My Everything: The Hermione Monologues
- Story Summary:
- Futurefic, Hermione POV. Hermione reflects on a life full of love, sorrows, joys, and hope.
My Everything: The Hermione Monologues 05
Thank you: A huge thank you goes to Plumeria for her beta and her support and encouragement. Without her, these monologues would never have seen the light of day.
Victoria got married last weekend.
Harry would have been so proud of her. She looked like an angel as she floated down the aisle on Ron's arm. At 25 years of age, Harry's baby has grown up.
It was a beautiful ceremony. Victoria and her husband Thomas chose to have a small, intimate affair with just close friends and family. I stayed out of the preparations, commenting only when Victoria asked for my opinion. I'm sure she was worried about upsetting me because of Harry's absence; his not being able to walk her down the aisle and give her away to a man who reminds me so much of him.
She asked me for my approval for the wording on the invitations. Just when I thought that, after 26 years - more than half my life - of living without the one true love of my life, it wasn't possible for me to get upset seeing his name anymore, Victoria's thoughtfulness managed to reduce me to tears. Especially since I'm well aware Victoria's attachment to Harry is mostly for my benefit, because it's important to me. I'll never forget the feeling those lines evoked as I read them.

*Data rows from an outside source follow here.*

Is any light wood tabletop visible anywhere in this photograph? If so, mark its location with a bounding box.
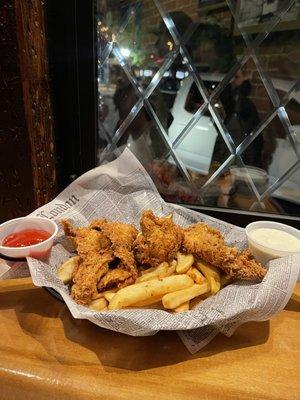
[0,285,300,400]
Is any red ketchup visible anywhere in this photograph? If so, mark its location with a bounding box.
[2,229,51,247]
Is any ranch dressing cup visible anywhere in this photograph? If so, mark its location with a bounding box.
[246,221,300,265]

You are cordially invited to attend the marriage of
Son of John and Rosemary Byrne
Daughter of Ron and Hermione Weasley & Harry Potter
I wasn't able to stop the stream of tears as they leaked steadily from my eyes and down my cheeks. Victoria hugged me tightly, telling me that if I didn't want his name on the invitation, she would remove it. I managed to find enough strength to explain why I was crying … that after all this time, she still wanted to be acknowledged as Harry's daughter, despite legally being Ron's child.
What she replied with will stay with me for the rest of my life. She told me she would always be Harry's daughter and no adoption or marriage would change that. She was proud to have been the only child of The Boy Who Lived, and if she could have changed just one thing in her life, she would have brought Harry back so she could have gotten to know him.

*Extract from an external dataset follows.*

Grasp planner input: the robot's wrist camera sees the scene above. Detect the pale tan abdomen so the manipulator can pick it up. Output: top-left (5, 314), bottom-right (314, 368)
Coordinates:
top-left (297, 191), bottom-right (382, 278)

That night, for the first time since I could remember, Ron held me in his arms and rocked me as the sobs overtook my body and I lost the ability to speak. He admitted that Victoria had also come to him for his permission and he, too, had shed a tear in admiration of the precious legacy that Harry had never known.
Ron was the proudest father in the world as he walked our daughter down the aisle, with all three sets of grandparents looking proudly on - my parents, Molly and Arthur, and Sirius, whom she calls Grandpa.

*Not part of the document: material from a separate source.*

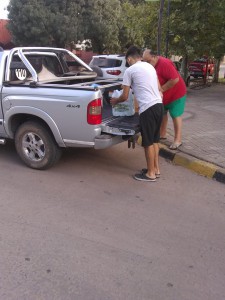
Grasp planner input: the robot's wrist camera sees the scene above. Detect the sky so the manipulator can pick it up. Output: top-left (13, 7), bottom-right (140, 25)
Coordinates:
top-left (0, 0), bottom-right (9, 19)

At the reception, she did it again. After the obligatory dance between the bride and her father, she escorted Ron back to the table, then turned to Sirius and asked him if he'd dance the next dance with her in Harry's place. With proud tears in his eyes, he said he'd be honoured, and they danced together in memory of Harry. Ginny took a photo of them on the dance floor and had it blown up and framed for me, and it sits in my study, where I come sometimes if I feel melancholy, or am going through a day where I still miss Harry desperately. They have faded in frequency as the years have passed, but I do still have them. And I cope the best way I know how, by going through my photos and journals of the time we spent together, then remembering the good times. Thinking about him in that context always makes me smile. Although we were only married for three years, and together for two years before that, I have a lifetime of memories that I cherish.
I have now been married to Ron for nineteen years. Our two sons, Christopher and Matthew, are now teenagers, in their seventh and fifth year at Hogwarts respectively. I guess it comes as no great surprise that all three of our children were sorted into Gryffindor. How could they not have been?
I'm proud of our children. They've grown into fine young adults, even if they have given me more than a few grey hairs.
I'm older now, a lot older than I once thought I'd ever be. In the months immediately following Harry's death, I was sure I'd pine away and not make it. But I did. With the love of a good man, three wonderful children, and a supportive family. They allowed me to grieve the way I needed to, for the man who knew my soul so intimately; and for that I'll be forever grateful.